Dans la durée et les cahots du direct, la caméra de Kowalski enregistre néanmoins autre chose. Le confrontation qui s’engage met à nu deux dynamiques : celle de la communication contre celle de la politique. Dans la première, un corps accepte de ne plus être que le maillon d’une chaîne de discours sans origine, sans responsable. Représentation de la représentation de la représentation, corps-écran comme on le dit d’une société : discours de tout le monde et de personne, discours-logo (et il est si facile d’en changer), impersonnalité radicale. La seconde dynamique est celle, toujours magnifique et triomphante quand bien même elle aboutirait à une défaite, animant ceux qui, d’abord spectateurs, se font acteurs. Et, davantage encore, corps politique. C’est bien cela qui s’invente et se constitue sous nos yeux, dans la parole qui lie un corps à un autre, une existence à une autre, et fait sujets d’une histoire collective des individus condamnés jusqu’alors à subir. Les faits bruts sont évidemment têtus et contredisent point par point la propagande du dirigeant de Chevron. Mais peut-être ne sont-ils alors que la surface des choses. Il faut en effet voir comment, à telle métaphore lancée par l’un, un autre opine de la tête et sourit ; comment le langage de lutte peut se faire poétique ; comment, en somme, quelque chose qui, non seulement excède l’usage strictement utilitaire du langage par le capitalisme, mais lui est fondamentalement étranger, se met à vibrer à travers l’assemblée, à nouer les êtres entre eux. Le patron de Chevron, planté d’abord à côté de son vidéoprojecteur, finit assis, silencieux derrière un bureau d’école, « parlé » par son traducteur.

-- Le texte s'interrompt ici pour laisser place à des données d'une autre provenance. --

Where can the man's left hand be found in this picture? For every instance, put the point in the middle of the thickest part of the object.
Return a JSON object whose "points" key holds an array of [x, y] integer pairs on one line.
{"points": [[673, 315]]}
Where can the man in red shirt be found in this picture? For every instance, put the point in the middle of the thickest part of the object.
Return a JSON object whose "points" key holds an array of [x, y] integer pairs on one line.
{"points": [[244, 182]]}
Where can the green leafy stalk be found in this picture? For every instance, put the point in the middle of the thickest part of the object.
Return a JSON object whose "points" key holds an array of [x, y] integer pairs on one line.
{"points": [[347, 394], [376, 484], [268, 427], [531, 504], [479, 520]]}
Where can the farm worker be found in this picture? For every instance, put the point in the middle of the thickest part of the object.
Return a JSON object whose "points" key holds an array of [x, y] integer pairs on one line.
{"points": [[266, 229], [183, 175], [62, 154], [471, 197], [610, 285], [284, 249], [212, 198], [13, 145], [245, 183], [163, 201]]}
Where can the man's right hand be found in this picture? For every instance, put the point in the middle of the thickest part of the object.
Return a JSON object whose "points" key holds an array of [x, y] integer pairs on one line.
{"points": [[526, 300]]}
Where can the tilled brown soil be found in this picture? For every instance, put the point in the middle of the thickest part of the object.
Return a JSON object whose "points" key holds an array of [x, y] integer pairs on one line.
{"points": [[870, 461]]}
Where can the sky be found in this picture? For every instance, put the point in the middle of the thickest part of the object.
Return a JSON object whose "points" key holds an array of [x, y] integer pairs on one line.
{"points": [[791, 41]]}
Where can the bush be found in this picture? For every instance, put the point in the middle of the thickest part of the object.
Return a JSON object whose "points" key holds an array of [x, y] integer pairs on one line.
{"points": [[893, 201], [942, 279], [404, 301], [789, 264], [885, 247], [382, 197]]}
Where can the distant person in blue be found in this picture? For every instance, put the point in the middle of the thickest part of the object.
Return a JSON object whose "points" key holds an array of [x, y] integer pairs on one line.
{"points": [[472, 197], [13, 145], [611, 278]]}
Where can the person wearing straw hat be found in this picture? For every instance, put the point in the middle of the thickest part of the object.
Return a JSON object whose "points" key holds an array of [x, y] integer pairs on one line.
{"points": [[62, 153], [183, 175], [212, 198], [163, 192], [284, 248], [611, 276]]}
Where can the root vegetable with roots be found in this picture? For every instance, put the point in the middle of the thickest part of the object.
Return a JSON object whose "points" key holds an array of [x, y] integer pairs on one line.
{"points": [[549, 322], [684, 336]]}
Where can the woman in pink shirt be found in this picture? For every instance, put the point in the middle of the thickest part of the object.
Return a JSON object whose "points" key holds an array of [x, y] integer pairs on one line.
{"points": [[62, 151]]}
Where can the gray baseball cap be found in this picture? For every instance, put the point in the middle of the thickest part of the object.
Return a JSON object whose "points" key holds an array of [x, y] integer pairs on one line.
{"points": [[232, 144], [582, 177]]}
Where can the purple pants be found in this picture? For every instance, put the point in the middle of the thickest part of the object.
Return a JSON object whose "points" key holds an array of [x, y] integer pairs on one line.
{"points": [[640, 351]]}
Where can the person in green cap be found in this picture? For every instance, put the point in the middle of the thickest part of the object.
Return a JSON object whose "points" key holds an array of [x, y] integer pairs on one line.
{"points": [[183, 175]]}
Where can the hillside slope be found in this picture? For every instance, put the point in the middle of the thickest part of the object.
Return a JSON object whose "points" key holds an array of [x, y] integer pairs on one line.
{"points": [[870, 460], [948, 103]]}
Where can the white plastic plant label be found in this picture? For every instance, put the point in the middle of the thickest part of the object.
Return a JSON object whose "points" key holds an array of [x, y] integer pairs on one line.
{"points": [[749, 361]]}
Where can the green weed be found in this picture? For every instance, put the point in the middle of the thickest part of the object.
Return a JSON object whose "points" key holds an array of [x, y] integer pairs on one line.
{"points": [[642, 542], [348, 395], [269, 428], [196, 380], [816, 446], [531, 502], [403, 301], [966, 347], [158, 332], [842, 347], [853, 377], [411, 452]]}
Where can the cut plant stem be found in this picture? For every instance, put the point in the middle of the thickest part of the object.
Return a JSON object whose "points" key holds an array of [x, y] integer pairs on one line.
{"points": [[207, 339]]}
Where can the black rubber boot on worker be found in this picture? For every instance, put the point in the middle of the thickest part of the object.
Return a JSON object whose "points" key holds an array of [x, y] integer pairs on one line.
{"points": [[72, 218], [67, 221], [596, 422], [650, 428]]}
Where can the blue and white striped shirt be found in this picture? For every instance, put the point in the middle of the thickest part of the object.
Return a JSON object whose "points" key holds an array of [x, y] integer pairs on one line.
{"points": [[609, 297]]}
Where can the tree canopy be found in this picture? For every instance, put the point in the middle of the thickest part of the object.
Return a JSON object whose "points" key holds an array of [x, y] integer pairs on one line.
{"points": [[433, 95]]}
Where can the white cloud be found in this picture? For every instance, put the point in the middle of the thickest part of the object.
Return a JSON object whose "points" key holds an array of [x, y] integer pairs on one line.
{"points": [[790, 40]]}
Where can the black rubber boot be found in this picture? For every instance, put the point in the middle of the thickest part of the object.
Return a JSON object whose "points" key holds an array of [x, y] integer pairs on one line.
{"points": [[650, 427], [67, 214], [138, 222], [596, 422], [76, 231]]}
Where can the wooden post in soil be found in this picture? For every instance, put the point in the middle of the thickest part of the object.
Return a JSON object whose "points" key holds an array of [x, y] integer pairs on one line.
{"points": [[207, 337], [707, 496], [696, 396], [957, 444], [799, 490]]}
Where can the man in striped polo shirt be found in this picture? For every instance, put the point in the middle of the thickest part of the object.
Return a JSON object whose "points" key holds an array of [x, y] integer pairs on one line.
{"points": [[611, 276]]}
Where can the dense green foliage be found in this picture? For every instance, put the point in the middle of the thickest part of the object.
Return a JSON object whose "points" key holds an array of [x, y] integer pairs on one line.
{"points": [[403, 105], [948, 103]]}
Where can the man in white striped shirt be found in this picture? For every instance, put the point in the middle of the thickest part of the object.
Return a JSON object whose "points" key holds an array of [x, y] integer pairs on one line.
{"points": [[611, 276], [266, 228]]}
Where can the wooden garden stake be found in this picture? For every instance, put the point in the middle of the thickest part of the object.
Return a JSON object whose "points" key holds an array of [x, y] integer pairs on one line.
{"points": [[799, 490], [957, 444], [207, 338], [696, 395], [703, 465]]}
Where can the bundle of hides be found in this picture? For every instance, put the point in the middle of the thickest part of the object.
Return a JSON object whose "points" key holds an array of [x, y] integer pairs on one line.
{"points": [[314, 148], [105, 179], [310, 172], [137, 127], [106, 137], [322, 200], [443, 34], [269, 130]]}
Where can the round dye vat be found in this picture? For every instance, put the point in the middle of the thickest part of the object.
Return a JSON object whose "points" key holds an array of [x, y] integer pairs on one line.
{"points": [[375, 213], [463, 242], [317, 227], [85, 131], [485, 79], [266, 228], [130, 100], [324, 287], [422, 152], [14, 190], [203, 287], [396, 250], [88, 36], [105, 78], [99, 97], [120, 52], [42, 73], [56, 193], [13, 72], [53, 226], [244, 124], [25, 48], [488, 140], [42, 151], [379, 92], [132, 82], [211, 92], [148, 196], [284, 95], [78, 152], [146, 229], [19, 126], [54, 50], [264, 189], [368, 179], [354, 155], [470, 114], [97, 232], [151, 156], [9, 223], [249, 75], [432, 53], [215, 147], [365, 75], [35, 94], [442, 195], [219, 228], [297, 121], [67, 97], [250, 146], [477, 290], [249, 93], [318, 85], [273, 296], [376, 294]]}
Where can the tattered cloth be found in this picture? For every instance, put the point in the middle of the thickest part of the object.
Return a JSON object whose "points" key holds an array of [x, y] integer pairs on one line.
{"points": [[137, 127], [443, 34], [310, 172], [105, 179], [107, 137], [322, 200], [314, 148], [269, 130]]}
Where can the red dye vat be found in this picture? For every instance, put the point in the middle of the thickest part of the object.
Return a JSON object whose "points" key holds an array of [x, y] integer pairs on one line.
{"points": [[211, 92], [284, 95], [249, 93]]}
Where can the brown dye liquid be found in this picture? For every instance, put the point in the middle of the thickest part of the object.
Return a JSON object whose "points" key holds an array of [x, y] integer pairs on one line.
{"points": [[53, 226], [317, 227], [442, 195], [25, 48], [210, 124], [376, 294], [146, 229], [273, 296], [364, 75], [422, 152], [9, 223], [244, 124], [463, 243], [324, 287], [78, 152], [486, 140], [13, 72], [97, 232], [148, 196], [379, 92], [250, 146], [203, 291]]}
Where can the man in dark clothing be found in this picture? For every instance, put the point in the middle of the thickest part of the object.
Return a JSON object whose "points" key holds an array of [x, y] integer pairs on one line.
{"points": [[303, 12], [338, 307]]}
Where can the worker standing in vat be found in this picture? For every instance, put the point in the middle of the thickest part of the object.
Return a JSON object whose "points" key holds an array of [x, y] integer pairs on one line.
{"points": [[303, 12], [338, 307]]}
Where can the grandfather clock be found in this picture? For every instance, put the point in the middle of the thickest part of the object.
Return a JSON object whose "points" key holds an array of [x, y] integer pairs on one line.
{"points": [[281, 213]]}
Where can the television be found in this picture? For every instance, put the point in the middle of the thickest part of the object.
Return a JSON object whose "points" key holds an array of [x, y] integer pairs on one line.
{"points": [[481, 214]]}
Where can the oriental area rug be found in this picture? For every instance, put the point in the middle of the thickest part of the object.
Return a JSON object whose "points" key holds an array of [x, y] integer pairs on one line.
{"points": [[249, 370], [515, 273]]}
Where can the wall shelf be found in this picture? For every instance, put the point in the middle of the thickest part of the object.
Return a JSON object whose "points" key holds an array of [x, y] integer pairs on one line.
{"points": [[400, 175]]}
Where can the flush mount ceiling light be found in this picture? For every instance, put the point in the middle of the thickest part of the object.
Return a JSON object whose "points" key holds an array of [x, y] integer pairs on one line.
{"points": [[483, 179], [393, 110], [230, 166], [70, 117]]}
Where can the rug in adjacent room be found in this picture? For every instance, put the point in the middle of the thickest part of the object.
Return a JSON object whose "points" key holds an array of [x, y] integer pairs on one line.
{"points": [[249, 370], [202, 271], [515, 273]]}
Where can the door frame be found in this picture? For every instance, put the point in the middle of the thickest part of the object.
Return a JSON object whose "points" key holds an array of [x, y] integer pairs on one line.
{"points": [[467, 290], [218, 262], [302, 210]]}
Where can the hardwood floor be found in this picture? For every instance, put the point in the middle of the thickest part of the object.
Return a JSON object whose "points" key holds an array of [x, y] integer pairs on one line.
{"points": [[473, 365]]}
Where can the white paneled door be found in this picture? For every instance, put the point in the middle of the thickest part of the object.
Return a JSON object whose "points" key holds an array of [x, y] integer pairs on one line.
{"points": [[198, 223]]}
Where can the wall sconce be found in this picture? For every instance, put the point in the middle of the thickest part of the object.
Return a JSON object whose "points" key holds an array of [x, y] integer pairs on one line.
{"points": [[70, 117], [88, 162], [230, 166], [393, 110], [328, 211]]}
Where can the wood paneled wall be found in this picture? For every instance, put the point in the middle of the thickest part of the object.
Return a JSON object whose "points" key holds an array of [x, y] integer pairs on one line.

Évidemment, la « scène » par laquelle un peuple peut s’affirmer tel se disperse en même temps que s’achève la réunion. Les individus retournent à leur isolement, leur solitude. Apparemment, du moins : quelque chose demeure en effet, même si la multinationale poursuit avec l’accord de l’état polonais son entreprise de destruction. De manière manifeste, lorsqu’un paysan refuse que l’on prenne l’eau d’une source. Plus sourdement peut-être, mais non moins puissamment, dans l’évidence des nouveaux liens que l’affirmation de la souveraineté du peuple n’a pas manqué de créer. Le dernier plan pose, en un panoramique, l’alternative : d’une portion de champ sur laquelle il n’est plus possible de mettre le pied pour risque d’effondrement, la caméra glisse vers les blés agités par le vent. Question de vie ou de mort. Heureusement, une révolution a commencé.